CRISPR/Cas9-engineered Immortalized Breast Epithelial MCF10A Reporter Line for EMT Studies and Anti-cancer Drug Discovery

Metastasis is responsible for most cancer-related deaths. One mechanism of metastasis involves epithelial-to-mesenchymal transition (EMT), a process characterized by the decrease in cell adhesion and increase in cell motility. Cells undergoing EMT often display downregulation of epithelial markers (such as E-cadherin; ECAD) and upregulation of mesenchymal markers (such as vimentin; VIM). Besides metastasis, EMT has also been reported to be associated with other pathological conditions, such as acquired therapeutic drug resistance. Given the roles that EMT plays in the pathological processes, it is of increasing interest as a target for anti-cancer treatment and drug discovery. In vitro reporter models have proven to be a valuable tool for dissecting the signaling pathways that regulate the EMT process and for screening compounds targeting EMT. In previously developed EMT reporter cell lines, the reporter gene was driven by a truncated EMT marker gene promoter. Therefore, the establishment of a more physiologically relevant reporter cell model is critical for advancing our knowledge of EMT.

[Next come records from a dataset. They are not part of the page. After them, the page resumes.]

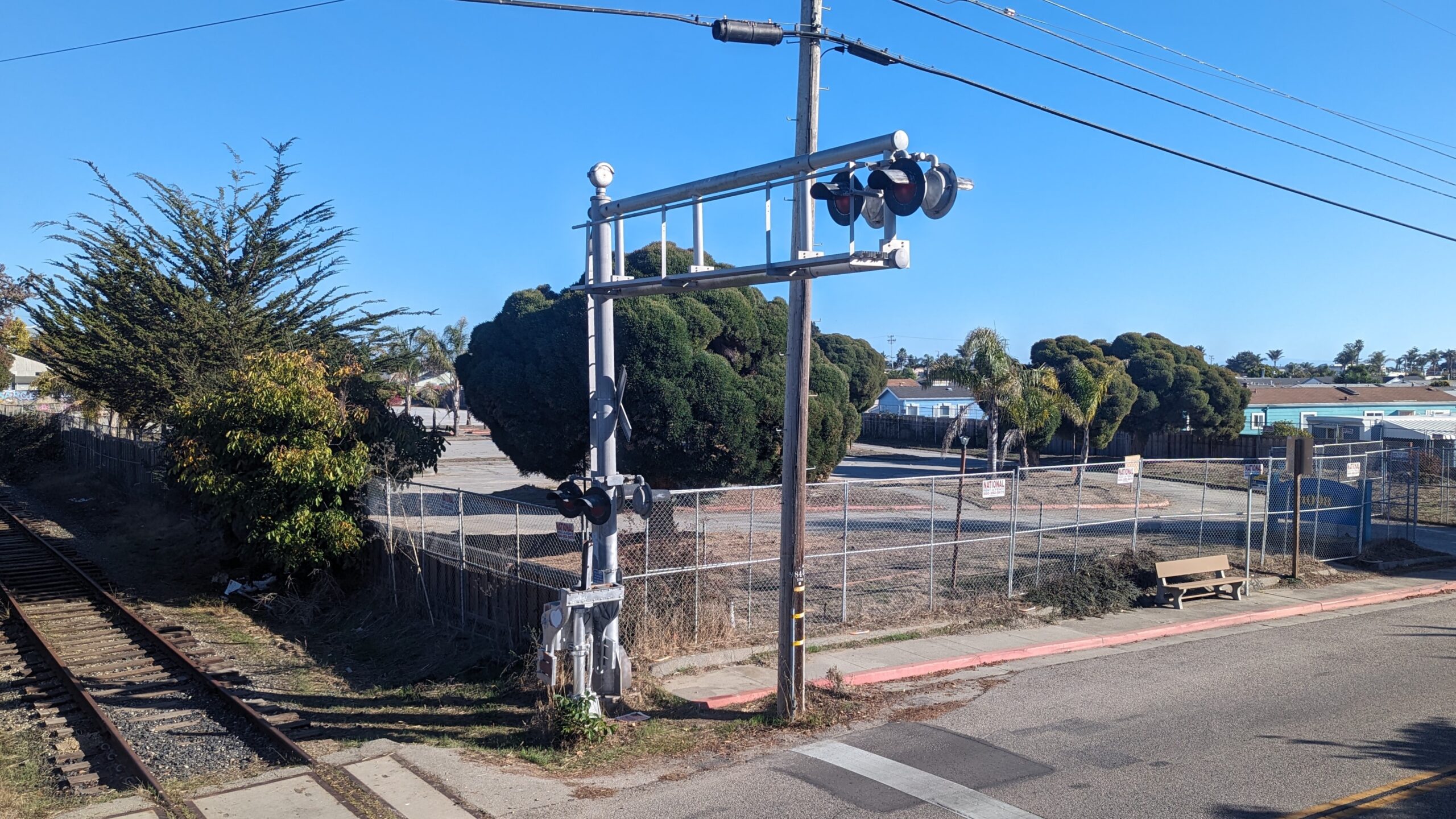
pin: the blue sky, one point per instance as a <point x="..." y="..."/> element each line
<point x="456" y="138"/>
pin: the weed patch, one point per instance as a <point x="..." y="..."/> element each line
<point x="1103" y="585"/>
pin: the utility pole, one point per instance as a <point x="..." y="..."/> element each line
<point x="797" y="384"/>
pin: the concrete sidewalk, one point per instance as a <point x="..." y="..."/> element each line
<point x="719" y="685"/>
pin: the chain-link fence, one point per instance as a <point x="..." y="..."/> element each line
<point x="704" y="568"/>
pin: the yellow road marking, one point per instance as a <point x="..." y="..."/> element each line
<point x="1381" y="796"/>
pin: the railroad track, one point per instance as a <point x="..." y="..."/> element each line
<point x="126" y="697"/>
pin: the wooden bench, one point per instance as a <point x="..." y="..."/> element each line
<point x="1209" y="588"/>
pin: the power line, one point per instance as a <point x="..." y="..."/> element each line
<point x="880" y="56"/>
<point x="1371" y="125"/>
<point x="953" y="76"/>
<point x="1418" y="18"/>
<point x="1196" y="89"/>
<point x="169" y="31"/>
<point x="958" y="24"/>
<point x="692" y="19"/>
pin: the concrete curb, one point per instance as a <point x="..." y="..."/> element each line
<point x="1087" y="643"/>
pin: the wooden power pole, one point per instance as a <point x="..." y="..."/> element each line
<point x="797" y="384"/>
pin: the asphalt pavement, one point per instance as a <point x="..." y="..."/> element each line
<point x="1251" y="723"/>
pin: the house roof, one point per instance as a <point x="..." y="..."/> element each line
<point x="1417" y="426"/>
<point x="916" y="392"/>
<point x="27" y="367"/>
<point x="1252" y="382"/>
<point x="1349" y="394"/>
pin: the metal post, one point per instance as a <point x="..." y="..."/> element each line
<point x="647" y="561"/>
<point x="1011" y="545"/>
<point x="420" y="568"/>
<point x="1203" y="503"/>
<point x="603" y="423"/>
<point x="1138" y="502"/>
<point x="960" y="499"/>
<point x="1040" y="511"/>
<point x="698" y="544"/>
<point x="932" y="543"/>
<point x="1298" y="509"/>
<point x="1314" y="537"/>
<point x="1077" y="525"/>
<point x="843" y="581"/>
<point x="389" y="521"/>
<point x="1365" y="511"/>
<point x="752" y="493"/>
<point x="1269" y="493"/>
<point x="700" y="257"/>
<point x="461" y="531"/>
<point x="1248" y="528"/>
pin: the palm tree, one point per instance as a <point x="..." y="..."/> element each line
<point x="989" y="372"/>
<point x="1085" y="392"/>
<point x="410" y="351"/>
<point x="1378" y="361"/>
<point x="440" y="356"/>
<point x="1350" y="354"/>
<point x="1413" y="362"/>
<point x="1433" y="361"/>
<point x="1036" y="410"/>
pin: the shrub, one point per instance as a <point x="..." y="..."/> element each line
<point x="574" y="722"/>
<point x="1103" y="585"/>
<point x="27" y="442"/>
<point x="1285" y="429"/>
<point x="274" y="460"/>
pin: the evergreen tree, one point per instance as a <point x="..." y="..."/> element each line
<point x="150" y="309"/>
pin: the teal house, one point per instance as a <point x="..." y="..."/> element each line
<point x="1298" y="404"/>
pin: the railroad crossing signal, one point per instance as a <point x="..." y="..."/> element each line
<point x="571" y="502"/>
<point x="899" y="185"/>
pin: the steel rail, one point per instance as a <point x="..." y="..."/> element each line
<point x="81" y="696"/>
<point x="165" y="646"/>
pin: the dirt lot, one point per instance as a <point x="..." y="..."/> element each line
<point x="342" y="657"/>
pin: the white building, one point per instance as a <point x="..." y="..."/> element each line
<point x="24" y="374"/>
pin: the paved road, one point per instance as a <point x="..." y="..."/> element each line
<point x="1252" y="723"/>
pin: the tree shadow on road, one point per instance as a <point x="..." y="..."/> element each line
<point x="1428" y="745"/>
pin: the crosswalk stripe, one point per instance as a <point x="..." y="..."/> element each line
<point x="926" y="787"/>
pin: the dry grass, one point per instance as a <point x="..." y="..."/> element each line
<point x="1397" y="548"/>
<point x="359" y="668"/>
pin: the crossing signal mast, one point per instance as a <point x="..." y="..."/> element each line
<point x="877" y="180"/>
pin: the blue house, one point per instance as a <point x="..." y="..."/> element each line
<point x="937" y="400"/>
<point x="1299" y="404"/>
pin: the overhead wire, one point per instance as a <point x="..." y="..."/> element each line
<point x="928" y="69"/>
<point x="1420" y="18"/>
<point x="958" y="24"/>
<point x="859" y="48"/>
<point x="1177" y="82"/>
<point x="1366" y="123"/>
<point x="169" y="31"/>
<point x="692" y="19"/>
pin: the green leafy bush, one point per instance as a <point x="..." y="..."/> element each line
<point x="574" y="722"/>
<point x="276" y="460"/>
<point x="27" y="442"/>
<point x="1101" y="585"/>
<point x="1285" y="429"/>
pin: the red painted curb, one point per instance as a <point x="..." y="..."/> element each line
<point x="1088" y="643"/>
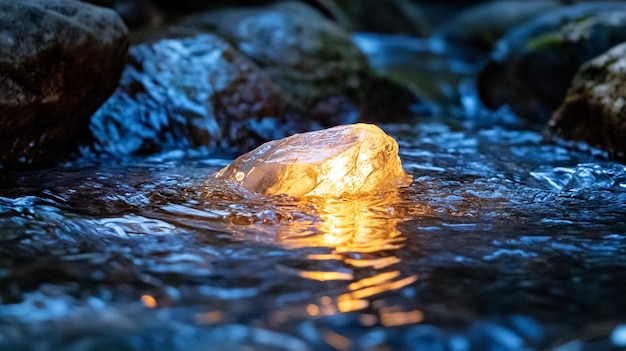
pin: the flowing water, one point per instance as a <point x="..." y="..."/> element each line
<point x="502" y="242"/>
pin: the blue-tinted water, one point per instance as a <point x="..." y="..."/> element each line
<point x="502" y="242"/>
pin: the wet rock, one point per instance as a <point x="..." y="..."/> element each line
<point x="480" y="26"/>
<point x="532" y="66"/>
<point x="348" y="159"/>
<point x="135" y="13"/>
<point x="307" y="55"/>
<point x="387" y="16"/>
<point x="60" y="60"/>
<point x="191" y="91"/>
<point x="594" y="109"/>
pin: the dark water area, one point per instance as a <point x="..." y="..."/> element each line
<point x="502" y="242"/>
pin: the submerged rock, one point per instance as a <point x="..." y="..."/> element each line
<point x="348" y="159"/>
<point x="191" y="92"/>
<point x="594" y="109"/>
<point x="533" y="65"/>
<point x="60" y="60"/>
<point x="310" y="57"/>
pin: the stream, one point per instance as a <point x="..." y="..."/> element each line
<point x="502" y="242"/>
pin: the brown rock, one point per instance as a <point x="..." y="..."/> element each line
<point x="594" y="109"/>
<point x="60" y="60"/>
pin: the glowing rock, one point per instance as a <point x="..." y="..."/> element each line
<point x="349" y="159"/>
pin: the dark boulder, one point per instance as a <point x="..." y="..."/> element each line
<point x="594" y="109"/>
<point x="60" y="59"/>
<point x="533" y="65"/>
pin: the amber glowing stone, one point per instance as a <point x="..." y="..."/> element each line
<point x="349" y="159"/>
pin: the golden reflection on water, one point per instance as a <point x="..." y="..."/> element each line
<point x="362" y="239"/>
<point x="363" y="234"/>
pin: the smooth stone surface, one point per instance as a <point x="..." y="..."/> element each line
<point x="349" y="159"/>
<point x="60" y="60"/>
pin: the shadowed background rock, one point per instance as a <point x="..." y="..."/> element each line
<point x="350" y="159"/>
<point x="60" y="60"/>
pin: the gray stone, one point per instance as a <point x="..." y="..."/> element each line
<point x="480" y="26"/>
<point x="594" y="109"/>
<point x="308" y="56"/>
<point x="60" y="60"/>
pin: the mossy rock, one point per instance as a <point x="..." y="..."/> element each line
<point x="531" y="67"/>
<point x="594" y="109"/>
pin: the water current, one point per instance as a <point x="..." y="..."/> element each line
<point x="502" y="242"/>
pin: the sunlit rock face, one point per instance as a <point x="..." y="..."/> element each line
<point x="349" y="159"/>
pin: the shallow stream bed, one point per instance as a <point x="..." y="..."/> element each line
<point x="502" y="242"/>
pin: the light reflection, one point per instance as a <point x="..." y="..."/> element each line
<point x="391" y="318"/>
<point x="148" y="301"/>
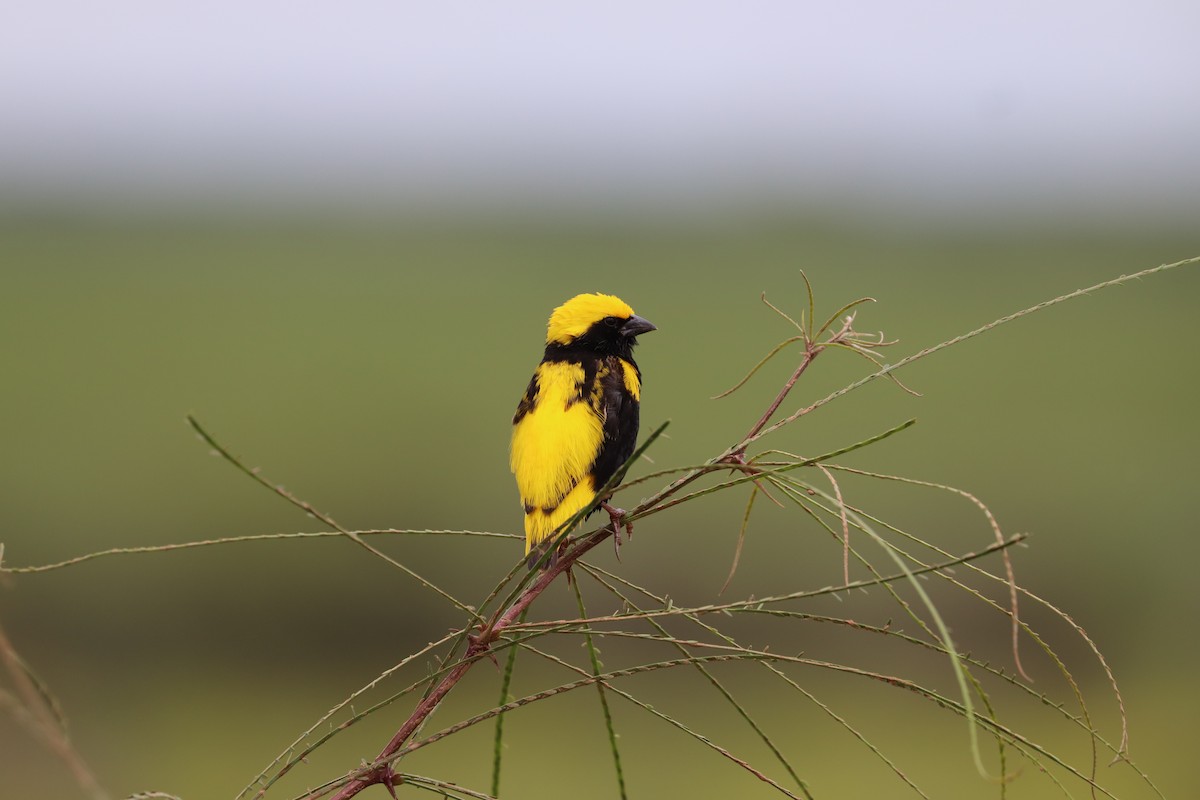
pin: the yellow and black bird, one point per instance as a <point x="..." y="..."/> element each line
<point x="577" y="421"/>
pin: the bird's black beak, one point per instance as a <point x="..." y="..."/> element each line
<point x="636" y="325"/>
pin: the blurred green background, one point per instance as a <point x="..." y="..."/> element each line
<point x="335" y="236"/>
<point x="373" y="371"/>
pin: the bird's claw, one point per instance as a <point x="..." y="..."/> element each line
<point x="617" y="517"/>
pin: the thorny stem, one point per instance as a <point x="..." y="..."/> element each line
<point x="811" y="350"/>
<point x="480" y="643"/>
<point x="479" y="647"/>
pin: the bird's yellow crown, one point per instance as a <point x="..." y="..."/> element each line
<point x="581" y="312"/>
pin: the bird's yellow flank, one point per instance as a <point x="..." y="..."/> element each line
<point x="577" y="421"/>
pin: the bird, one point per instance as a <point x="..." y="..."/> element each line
<point x="577" y="421"/>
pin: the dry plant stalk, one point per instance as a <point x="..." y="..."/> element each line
<point x="479" y="641"/>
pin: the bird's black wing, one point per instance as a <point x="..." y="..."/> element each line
<point x="619" y="411"/>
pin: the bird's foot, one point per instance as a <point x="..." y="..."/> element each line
<point x="617" y="517"/>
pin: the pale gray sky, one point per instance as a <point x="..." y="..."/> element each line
<point x="1075" y="106"/>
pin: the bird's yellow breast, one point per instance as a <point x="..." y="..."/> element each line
<point x="557" y="440"/>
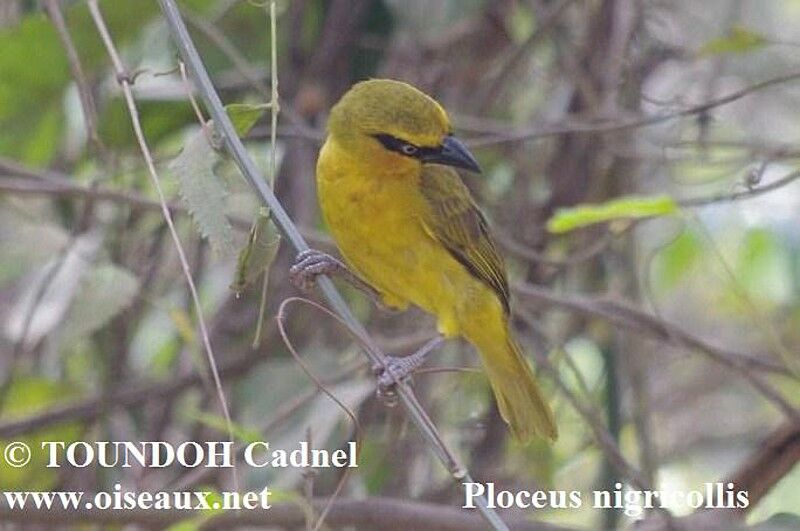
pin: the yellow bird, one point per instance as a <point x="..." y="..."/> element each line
<point x="412" y="234"/>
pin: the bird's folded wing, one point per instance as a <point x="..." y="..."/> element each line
<point x="455" y="221"/>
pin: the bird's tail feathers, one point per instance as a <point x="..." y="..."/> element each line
<point x="518" y="396"/>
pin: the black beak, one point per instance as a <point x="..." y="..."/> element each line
<point x="453" y="153"/>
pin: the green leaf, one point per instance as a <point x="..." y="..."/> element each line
<point x="244" y="116"/>
<point x="259" y="252"/>
<point x="738" y="40"/>
<point x="27" y="396"/>
<point x="204" y="193"/>
<point x="240" y="432"/>
<point x="35" y="73"/>
<point x="678" y="258"/>
<point x="105" y="291"/>
<point x="628" y="207"/>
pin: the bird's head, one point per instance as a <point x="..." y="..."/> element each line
<point x="391" y="121"/>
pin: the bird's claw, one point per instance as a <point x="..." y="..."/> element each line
<point x="309" y="265"/>
<point x="387" y="376"/>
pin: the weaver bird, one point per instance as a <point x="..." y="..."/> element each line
<point x="412" y="234"/>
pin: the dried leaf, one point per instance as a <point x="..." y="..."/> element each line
<point x="204" y="193"/>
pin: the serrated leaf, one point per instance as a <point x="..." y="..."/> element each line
<point x="259" y="252"/>
<point x="244" y="116"/>
<point x="738" y="40"/>
<point x="204" y="193"/>
<point x="628" y="207"/>
<point x="105" y="291"/>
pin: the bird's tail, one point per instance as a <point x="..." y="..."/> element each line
<point x="519" y="398"/>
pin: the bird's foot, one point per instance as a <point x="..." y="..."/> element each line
<point x="400" y="369"/>
<point x="310" y="264"/>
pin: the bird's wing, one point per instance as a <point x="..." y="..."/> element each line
<point x="457" y="223"/>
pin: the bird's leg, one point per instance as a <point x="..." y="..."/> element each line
<point x="400" y="368"/>
<point x="312" y="263"/>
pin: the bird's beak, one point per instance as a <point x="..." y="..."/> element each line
<point x="453" y="153"/>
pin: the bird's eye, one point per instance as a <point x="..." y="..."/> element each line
<point x="409" y="149"/>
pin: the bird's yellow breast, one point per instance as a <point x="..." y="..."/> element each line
<point x="375" y="213"/>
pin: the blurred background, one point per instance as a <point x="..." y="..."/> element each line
<point x="665" y="333"/>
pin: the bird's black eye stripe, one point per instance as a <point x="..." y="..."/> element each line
<point x="405" y="148"/>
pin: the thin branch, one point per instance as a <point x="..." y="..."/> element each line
<point x="369" y="513"/>
<point x="573" y="125"/>
<point x="53" y="10"/>
<point x="737" y="196"/>
<point x="624" y="314"/>
<point x="628" y="316"/>
<point x="131" y="396"/>
<point x="126" y="83"/>
<point x="251" y="173"/>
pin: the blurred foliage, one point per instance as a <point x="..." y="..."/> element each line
<point x="92" y="298"/>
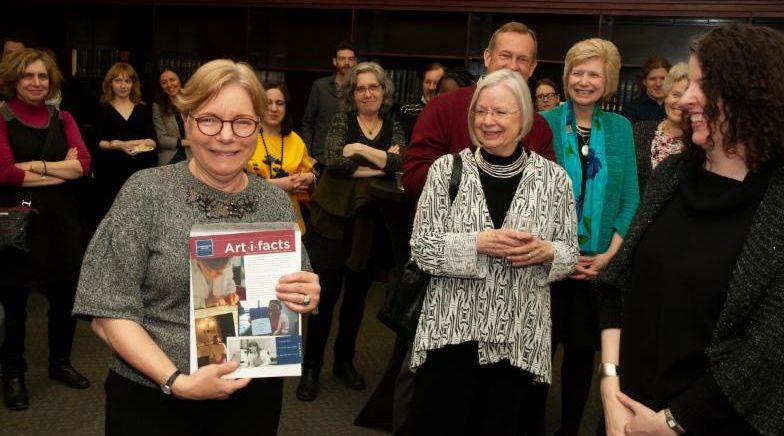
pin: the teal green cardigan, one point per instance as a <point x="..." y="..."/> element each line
<point x="622" y="193"/>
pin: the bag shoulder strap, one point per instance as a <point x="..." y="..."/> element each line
<point x="457" y="173"/>
<point x="7" y="113"/>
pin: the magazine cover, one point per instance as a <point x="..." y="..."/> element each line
<point x="235" y="314"/>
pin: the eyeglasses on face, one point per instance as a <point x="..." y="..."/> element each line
<point x="545" y="97"/>
<point x="211" y="125"/>
<point x="363" y="89"/>
<point x="500" y="114"/>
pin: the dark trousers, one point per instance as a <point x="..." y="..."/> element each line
<point x="60" y="329"/>
<point x="575" y="314"/>
<point x="352" y="309"/>
<point x="133" y="409"/>
<point x="454" y="395"/>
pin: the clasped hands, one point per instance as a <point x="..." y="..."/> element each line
<point x="358" y="148"/>
<point x="519" y="248"/>
<point x="588" y="267"/>
<point x="627" y="417"/>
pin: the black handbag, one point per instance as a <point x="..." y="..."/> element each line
<point x="406" y="293"/>
<point x="14" y="224"/>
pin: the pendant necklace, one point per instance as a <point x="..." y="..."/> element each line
<point x="269" y="159"/>
<point x="368" y="129"/>
<point x="584" y="135"/>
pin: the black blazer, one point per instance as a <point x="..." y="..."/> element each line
<point x="746" y="353"/>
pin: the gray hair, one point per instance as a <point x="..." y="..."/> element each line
<point x="346" y="93"/>
<point x="677" y="73"/>
<point x="515" y="83"/>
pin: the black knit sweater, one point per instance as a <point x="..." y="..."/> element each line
<point x="746" y="351"/>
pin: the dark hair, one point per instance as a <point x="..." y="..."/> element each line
<point x="344" y="45"/>
<point x="287" y="124"/>
<point x="14" y="65"/>
<point x="515" y="27"/>
<point x="652" y="63"/>
<point x="162" y="98"/>
<point x="461" y="76"/>
<point x="545" y="81"/>
<point x="741" y="69"/>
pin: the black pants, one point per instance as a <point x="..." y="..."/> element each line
<point x="133" y="409"/>
<point x="575" y="313"/>
<point x="454" y="395"/>
<point x="351" y="311"/>
<point x="60" y="329"/>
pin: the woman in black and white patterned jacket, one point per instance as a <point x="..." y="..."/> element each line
<point x="482" y="348"/>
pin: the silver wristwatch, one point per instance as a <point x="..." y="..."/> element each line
<point x="608" y="370"/>
<point x="672" y="423"/>
<point x="166" y="387"/>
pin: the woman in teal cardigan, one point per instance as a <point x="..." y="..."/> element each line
<point x="597" y="150"/>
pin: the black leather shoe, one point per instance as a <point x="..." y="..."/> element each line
<point x="66" y="374"/>
<point x="15" y="393"/>
<point x="345" y="372"/>
<point x="307" y="390"/>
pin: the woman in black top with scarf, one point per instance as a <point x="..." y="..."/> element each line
<point x="697" y="289"/>
<point x="363" y="143"/>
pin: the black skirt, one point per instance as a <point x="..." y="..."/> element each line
<point x="575" y="314"/>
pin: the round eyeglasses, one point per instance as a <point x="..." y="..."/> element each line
<point x="545" y="97"/>
<point x="500" y="114"/>
<point x="211" y="125"/>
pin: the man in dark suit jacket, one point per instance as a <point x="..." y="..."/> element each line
<point x="322" y="103"/>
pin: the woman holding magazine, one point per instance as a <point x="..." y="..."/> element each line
<point x="135" y="277"/>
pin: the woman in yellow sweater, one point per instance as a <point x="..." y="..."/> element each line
<point x="281" y="156"/>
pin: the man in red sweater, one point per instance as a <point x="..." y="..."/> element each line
<point x="442" y="127"/>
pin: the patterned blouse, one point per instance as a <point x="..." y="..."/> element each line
<point x="476" y="297"/>
<point x="663" y="146"/>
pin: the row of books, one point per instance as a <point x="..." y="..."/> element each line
<point x="93" y="63"/>
<point x="627" y="91"/>
<point x="408" y="85"/>
<point x="185" y="67"/>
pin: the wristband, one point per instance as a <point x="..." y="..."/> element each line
<point x="608" y="370"/>
<point x="166" y="387"/>
<point x="672" y="423"/>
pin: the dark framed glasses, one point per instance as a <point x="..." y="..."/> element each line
<point x="211" y="125"/>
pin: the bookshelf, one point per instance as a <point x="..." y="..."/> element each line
<point x="294" y="39"/>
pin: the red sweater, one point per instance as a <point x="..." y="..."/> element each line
<point x="36" y="116"/>
<point x="442" y="128"/>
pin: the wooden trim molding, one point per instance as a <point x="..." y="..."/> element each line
<point x="671" y="8"/>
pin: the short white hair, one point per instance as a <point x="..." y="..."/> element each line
<point x="515" y="83"/>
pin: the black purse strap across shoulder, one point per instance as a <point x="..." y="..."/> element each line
<point x="454" y="179"/>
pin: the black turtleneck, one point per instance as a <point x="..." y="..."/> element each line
<point x="680" y="275"/>
<point x="499" y="192"/>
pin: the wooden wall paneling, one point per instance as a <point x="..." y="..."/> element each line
<point x="296" y="39"/>
<point x="430" y="34"/>
<point x="638" y="38"/>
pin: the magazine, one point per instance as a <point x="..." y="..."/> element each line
<point x="235" y="314"/>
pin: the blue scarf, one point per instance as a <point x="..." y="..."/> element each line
<point x="590" y="203"/>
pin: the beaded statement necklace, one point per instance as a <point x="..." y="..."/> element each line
<point x="270" y="160"/>
<point x="220" y="209"/>
<point x="500" y="171"/>
<point x="584" y="136"/>
<point x="369" y="129"/>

ECAD, a hallmark of epithelial cells, has been implicated in the onset of metastatic dissemination.6 Using CRISPR/Cas9 knock-in technology, we generated an ECAD-emerald green fluorescent protein (EmGFP) reporter model with immortalized breast epithelial MCF10A (ATCC CRL-10317) cells. In the reporter cells, the EmGFP gene was tagged at the C-terminus of ECAD, allowing for real-time monitoring of EMT progression in live cells. The targeted knock-in of the ECAD-EmGFP allele was verified at the genomic DNA, transcript (mRNA), and protein levels. Functional evaluation of the reporter cell line revealed that treatment of ECAD-EmGFP reporter cells with TGF-β led to EMT induction, as demonstrated by a reduction in ECAD-GFP expression and increase in VIM and fibronectin expression. Additional functional characterization revealed that the reporter cells possessed an enhanced migration capacity upon EMT induction with TGF-β. In summary, this MCF10A-ECAD-EmGFP reporter cell line serves as a physiologically relevant in vitro cell model for studying EMT cancer biology and anti-EMT drug discovery.